Experts are still counseling measured and clear-headed steps into the digital world, which continues to be unfamiliar and tricky territory for brands accustomed to tightly controlling their image and information about their products and business.

“Fashion has struggled a lot with the acceleration of everything,” said Lucian James, founder and creative director of strategic consultancy Agenda Inc., based in New York and Paris. “Whether they like it or not, in the new environment, luxury brands are also publishers. They will need to find new kinds of information and new ways to deliver it.”

James said “real-time” is poised to be one of the buzzwords of 2010. Suddenly, “the amount of information that marketing and public relations teams can generate is an increasingly small percentage of what is being said,” he said. “And because of the way search engines work, it is the most popular voices that rise to the surface. That’s the power of the blogger.”

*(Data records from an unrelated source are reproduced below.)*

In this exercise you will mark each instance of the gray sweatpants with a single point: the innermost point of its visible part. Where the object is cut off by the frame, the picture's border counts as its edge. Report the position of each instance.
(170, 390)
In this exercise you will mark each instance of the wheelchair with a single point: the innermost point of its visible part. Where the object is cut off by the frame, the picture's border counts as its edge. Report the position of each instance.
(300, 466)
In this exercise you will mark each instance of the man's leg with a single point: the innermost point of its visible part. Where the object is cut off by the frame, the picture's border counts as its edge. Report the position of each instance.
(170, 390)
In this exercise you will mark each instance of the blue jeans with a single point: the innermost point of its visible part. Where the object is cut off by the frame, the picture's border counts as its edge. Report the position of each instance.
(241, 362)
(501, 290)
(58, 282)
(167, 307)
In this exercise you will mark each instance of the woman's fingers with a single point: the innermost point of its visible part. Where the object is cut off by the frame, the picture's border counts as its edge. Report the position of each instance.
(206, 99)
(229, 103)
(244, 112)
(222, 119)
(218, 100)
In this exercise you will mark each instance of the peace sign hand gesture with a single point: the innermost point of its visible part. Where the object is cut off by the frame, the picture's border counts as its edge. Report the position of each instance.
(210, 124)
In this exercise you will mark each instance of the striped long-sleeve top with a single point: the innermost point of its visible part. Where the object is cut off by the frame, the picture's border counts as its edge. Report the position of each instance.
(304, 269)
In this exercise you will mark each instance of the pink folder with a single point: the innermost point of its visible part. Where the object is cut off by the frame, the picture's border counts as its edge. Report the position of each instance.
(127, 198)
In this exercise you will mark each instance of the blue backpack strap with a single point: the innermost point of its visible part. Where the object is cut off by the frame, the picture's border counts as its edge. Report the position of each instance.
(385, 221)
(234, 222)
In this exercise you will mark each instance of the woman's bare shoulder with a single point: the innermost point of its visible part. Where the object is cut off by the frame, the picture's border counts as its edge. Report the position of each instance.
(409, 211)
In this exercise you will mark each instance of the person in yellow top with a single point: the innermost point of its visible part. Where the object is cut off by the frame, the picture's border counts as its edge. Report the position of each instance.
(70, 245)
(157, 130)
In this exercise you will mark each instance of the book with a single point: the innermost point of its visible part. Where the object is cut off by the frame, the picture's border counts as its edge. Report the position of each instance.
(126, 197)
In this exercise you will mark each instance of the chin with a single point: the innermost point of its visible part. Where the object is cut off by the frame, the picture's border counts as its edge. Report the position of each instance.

He characterized the shift to social media as “just an extension of the democratization of fashion” that has gained momentum in recent years.

Still, the rush of new technology and media is unsettling for brands accustomed to delivering a monologue rather than engaging in dialogue, and imposing large-format images rather than 140-character tweets.

“You have to embrace it and not fear it,” said Antoine Arnault, communications director at Louis Vuitton, which ranked number one in the apparel category in LuxuryLab’s annual ranking of 109 luxury companies according to their online competence, called the Digital IQ Index. “It’s a way of being closer to your customer.”

Arnault is certainly hands-on with digital communication, even tapping out impressions on Twitter last June when he traveled to New York to present Vuitton’s creative director, Marc Jacobs, with the CFDA’s International Award.

“If Kanye West comes in our store on Rodeo Drive, we’re going to Twitter about it,” he said. “[People] want instant information, not only on products but who’s wearing it.”

Yet there are hazards and challenges on the way to online resonance.

For example, using a cocktail party analogy, James said sending out facts and figures about a brand’s heritage on Twitter, as Vuitton does, is tantamount to “announcing your birthday without being asked. It’s not wrong; just not the most comfortable or most interesting thing for everyone else to hear.”

“Online information transmission doesn’t work in the same way as offline: You don’t drop 30 ad spots on a Web site just as you would do on TV,” added Uché Okonkwo, founder and executive director of Paris-based Luxe Corp. “Today’s Web is about exchanges, connecting and dialoguing, and all these things are new to luxury brands.”